The federal requirement for a negative Covid-19 test prior to flying into the U.S. and the New York City toddler-mask mandate have both just ended. What led to this long-overdue change? Nothing. The edicts could and should have been ended months ago. So much for “following the science.”

In its announcement of the international travel change, the CDC claimed that the pandemic in the United States had “shifted to a new phase, due to the widespread uptake of highly effective COVID-19 vaccines, the availability of effective therapeutics, and the accrual of high rates of vaccine-and infection-induced immunity.” In fact, uptake of vaccines has barely budged since the beginning of the year. The CDC’s own data show that only an additional 12 million people—roughly 3.5 percent of the population—have become fully vaccinated since January 1. Vaccinations have been flat for months.

Similarly, the accrual of vaccine- and infection-induced immunity has been stable for months. The last big surge in new Covid cases that would lead to natural immunity ended in mid-February. At that point, more than half the population had been infected. While cases have risen a bit since April, they remain relatively low compared with other points in the pandemic.

Finally, therapeutics have been widely available for a long time. There has been no recent surge in supply.

It has been three months since I noted, along with others, that the CDC air-travel mandate made no sense. Levels of vaccine and natural immunity were already high— effectively identical to current levels. And the CDC was not requiring negative tests for travelers entering the U.S. through overland routes. Ventilation systems make aircraft about the safest indoor environment anyone can be in—far safer than buses and trains. And experience has shown that travel restrictions are ineffective in combating the spread of a highly transmissible respiratory virus in a highly interconnected world.

Nevertheless, the Biden administration maintained the travel mandate at the same time (April 1) that it announced the end of Title 42, the public-health measure that barred untested, illegal immigrants from staying in the country. The CDC explained: “After considering current public health conditions and an increased availability of tools to fight COVID-19 (such as highly effective vaccines and therapeutics), the CDC Director has determined that an Order suspending the right to introduce migrants into the United States is no longer necessary.” In other words, the same conditions prevailed then that the agency is citing now, more than three months later, to end the travel mandate.
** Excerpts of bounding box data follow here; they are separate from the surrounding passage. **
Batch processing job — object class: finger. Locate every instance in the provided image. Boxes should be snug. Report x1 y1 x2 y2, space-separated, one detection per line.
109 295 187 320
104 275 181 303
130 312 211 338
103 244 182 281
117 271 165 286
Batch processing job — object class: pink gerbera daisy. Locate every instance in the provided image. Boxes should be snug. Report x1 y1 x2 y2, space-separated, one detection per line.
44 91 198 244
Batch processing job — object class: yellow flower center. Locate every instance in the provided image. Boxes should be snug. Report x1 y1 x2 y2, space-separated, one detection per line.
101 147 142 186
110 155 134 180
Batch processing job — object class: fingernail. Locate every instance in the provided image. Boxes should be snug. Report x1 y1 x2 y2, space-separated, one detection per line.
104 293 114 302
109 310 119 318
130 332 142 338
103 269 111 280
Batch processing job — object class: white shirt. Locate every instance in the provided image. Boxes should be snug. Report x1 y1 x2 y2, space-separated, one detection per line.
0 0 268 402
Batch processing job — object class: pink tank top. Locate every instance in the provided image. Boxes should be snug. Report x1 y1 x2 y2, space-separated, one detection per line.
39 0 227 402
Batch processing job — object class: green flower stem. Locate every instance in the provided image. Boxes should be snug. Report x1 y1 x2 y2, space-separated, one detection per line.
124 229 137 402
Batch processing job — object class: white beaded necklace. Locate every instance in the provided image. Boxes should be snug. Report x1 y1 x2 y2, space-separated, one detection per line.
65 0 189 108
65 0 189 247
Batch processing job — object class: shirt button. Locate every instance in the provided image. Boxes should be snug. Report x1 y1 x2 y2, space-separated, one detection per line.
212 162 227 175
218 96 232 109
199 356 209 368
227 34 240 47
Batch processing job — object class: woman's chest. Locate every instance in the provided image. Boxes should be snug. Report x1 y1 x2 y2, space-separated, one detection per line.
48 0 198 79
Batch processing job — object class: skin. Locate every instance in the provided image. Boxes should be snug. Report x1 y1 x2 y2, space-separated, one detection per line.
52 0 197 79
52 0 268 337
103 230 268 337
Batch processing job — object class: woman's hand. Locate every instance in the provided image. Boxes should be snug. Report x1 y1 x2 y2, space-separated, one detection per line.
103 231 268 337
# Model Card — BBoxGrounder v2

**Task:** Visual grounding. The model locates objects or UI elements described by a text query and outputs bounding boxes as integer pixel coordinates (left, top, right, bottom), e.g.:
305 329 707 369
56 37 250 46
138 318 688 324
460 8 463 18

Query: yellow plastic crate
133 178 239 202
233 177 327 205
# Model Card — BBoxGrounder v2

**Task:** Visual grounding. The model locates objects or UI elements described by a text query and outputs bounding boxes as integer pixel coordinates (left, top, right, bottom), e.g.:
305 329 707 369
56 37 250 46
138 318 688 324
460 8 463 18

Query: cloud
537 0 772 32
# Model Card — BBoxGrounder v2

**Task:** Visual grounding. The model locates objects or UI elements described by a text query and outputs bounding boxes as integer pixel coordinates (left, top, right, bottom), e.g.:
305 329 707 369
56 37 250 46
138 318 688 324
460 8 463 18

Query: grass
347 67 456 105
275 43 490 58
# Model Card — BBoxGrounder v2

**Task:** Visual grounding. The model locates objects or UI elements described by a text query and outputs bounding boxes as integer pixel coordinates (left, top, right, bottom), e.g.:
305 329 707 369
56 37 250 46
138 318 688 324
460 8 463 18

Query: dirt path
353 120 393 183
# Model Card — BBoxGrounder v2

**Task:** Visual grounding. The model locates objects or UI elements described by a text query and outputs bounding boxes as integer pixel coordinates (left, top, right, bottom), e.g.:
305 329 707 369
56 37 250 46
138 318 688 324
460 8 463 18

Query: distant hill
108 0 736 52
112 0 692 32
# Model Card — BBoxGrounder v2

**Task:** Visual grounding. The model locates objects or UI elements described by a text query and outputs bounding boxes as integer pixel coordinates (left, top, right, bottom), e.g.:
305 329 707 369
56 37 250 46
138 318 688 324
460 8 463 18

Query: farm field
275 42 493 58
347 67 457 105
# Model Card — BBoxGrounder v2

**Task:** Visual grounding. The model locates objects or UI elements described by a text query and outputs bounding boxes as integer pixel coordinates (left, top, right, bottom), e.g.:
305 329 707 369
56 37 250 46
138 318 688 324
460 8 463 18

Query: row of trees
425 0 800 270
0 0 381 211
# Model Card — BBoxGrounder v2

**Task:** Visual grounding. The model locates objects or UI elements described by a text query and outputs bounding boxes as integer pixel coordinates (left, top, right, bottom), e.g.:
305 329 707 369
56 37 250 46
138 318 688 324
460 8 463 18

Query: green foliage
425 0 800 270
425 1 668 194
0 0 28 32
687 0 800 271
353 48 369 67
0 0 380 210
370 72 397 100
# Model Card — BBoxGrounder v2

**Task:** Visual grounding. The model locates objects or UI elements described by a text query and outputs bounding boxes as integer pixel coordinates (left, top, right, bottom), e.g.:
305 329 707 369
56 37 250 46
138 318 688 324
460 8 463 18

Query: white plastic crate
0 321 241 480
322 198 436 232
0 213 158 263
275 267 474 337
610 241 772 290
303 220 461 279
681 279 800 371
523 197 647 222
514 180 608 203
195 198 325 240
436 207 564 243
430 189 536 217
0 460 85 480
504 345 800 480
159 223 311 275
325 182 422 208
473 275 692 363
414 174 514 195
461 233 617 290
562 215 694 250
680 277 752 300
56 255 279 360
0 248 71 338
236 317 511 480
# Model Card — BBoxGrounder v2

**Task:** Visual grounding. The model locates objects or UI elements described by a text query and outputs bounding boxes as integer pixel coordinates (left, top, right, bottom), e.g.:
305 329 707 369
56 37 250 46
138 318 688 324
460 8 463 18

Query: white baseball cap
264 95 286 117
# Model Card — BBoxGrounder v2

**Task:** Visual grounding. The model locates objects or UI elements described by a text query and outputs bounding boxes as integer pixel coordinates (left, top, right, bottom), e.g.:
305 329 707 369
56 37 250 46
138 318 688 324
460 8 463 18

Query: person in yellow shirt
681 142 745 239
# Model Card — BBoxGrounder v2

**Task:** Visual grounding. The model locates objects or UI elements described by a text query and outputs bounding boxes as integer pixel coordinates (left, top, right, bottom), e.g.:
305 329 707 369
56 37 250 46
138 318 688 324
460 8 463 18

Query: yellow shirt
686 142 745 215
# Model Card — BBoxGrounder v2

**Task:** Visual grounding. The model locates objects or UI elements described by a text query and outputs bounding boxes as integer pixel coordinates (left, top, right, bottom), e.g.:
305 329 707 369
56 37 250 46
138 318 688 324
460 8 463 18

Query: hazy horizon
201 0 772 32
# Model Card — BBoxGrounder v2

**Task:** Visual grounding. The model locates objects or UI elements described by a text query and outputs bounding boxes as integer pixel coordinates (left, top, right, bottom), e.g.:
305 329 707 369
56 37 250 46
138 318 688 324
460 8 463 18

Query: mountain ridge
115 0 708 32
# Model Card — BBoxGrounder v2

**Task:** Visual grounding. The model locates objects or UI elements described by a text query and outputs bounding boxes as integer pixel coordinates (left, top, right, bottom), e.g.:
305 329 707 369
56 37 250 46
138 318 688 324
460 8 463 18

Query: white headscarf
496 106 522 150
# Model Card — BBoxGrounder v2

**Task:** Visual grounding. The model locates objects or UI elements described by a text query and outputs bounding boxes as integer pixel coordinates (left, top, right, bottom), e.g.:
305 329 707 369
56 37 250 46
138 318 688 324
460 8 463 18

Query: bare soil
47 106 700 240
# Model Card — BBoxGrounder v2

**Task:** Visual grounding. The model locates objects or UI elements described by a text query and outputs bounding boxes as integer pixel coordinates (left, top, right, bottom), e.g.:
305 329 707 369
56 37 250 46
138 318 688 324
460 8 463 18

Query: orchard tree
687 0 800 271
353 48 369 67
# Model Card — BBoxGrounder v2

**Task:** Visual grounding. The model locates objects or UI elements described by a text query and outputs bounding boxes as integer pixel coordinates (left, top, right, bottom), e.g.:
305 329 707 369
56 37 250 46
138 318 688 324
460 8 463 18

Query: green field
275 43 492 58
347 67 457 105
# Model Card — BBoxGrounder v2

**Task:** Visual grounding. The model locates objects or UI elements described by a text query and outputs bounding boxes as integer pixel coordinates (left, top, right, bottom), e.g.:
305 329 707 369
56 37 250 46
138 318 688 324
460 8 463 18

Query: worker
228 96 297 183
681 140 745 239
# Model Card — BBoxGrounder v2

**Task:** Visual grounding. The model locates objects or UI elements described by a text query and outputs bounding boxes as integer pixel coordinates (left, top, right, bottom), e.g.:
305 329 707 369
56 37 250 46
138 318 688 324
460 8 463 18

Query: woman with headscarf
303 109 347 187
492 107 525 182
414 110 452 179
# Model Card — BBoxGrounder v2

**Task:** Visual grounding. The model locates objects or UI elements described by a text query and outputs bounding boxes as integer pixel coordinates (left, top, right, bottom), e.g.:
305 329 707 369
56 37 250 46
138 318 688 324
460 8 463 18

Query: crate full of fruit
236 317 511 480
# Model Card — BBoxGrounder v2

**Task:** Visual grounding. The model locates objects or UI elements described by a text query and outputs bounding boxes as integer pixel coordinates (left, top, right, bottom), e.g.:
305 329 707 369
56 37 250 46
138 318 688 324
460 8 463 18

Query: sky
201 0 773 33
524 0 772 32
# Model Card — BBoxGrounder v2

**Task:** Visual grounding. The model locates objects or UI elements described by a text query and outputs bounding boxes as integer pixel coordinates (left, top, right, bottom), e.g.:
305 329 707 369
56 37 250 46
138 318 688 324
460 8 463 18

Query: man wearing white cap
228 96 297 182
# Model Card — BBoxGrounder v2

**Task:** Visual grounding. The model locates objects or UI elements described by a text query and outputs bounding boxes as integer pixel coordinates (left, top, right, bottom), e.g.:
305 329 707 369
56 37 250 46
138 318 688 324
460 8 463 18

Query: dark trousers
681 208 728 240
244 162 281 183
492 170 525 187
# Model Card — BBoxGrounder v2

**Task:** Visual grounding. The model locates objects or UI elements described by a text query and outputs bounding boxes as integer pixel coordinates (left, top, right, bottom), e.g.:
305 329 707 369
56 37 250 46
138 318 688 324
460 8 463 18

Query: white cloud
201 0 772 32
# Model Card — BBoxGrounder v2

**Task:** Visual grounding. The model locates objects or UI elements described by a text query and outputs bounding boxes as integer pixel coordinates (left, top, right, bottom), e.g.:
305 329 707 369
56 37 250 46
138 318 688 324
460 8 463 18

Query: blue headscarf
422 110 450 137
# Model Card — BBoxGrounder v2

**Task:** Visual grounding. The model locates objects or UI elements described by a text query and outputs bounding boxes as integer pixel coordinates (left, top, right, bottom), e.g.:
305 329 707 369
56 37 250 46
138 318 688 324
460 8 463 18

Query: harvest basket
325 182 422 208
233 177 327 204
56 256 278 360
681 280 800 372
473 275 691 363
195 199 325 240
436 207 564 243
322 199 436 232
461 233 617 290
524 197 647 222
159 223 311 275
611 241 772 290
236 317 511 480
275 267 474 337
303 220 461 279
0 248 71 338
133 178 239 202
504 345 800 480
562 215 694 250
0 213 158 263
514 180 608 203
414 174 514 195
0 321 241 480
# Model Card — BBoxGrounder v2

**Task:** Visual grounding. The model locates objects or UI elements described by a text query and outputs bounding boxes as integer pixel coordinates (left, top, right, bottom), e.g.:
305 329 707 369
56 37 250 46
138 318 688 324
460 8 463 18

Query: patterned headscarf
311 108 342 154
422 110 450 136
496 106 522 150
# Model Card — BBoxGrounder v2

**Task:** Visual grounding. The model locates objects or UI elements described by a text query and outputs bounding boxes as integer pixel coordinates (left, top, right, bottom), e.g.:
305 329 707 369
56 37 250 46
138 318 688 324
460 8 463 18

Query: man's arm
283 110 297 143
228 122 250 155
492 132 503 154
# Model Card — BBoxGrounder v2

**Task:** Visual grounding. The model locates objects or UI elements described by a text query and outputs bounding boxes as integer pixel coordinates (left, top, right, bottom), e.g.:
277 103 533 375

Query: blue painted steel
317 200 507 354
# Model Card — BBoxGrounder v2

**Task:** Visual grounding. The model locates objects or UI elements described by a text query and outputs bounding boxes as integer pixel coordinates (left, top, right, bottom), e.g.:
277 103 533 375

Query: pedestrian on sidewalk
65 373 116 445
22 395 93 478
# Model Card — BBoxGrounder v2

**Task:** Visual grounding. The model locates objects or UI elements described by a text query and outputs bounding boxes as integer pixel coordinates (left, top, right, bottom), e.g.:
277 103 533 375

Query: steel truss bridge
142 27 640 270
Meantime, in New York City, just two weeks before the end of the school year, Mayor Eric Adams has finally ended the school mask mandate for children ages two to four. The city ended the general school mandate in March but continued it for toddlers, presumably because they were not eligible for vaccines. The mayor now claims to be following the science, citing “steadily falling” cases as a rationale for ending the toddler requirement.

Adams is correct that total Covid-19 cases in the city rose this spring, peaked in mid-May, and have been dropping since. But cases per 100,000 population for children up to four years old have consistently been well below the case rate of other age groups. The New York region hit the peak for hospitalization in the four-and-under group on February 26, when those cases accounted for 5 percent of Covid hospitalizations. The numbers have declined since.

The major rationale for continuing to mask toddlers—the lack of a vaccine—has not changed. Despite promising results, the FDA has not yet authorized any Covid vaccine for children under five. But the absence of vaccines was never a good justification for masking toddlers in the first place.

It has long been clear that Covid-19 poses little risk to children under five. The four-and-under age group makes up 6 percent of the U.S. population, but from March 2022 to the present it has accounted for less than 0.05 percent of Covid deaths. Total daily Covid deaths in New York City, for all ages, have been 11 or fewer since March 9. Deaths in the four-and-under age group in New York State and New York City have been minuscule throughout the pandemic.

Moreover, there is little evidence that masking students works, especially for children aged two to four, whose compliance with proper and continuous mask-wearing is doubtful. And masks likely interfere with children’s social and educational development.

In the end, it is hard to discern what motivated the termination of these two counterproductive mandates. Better late than never, one might say—but by pursuing policies divorced from the data, the CDC and New York City have undermined public confidence in expert scientific opinion.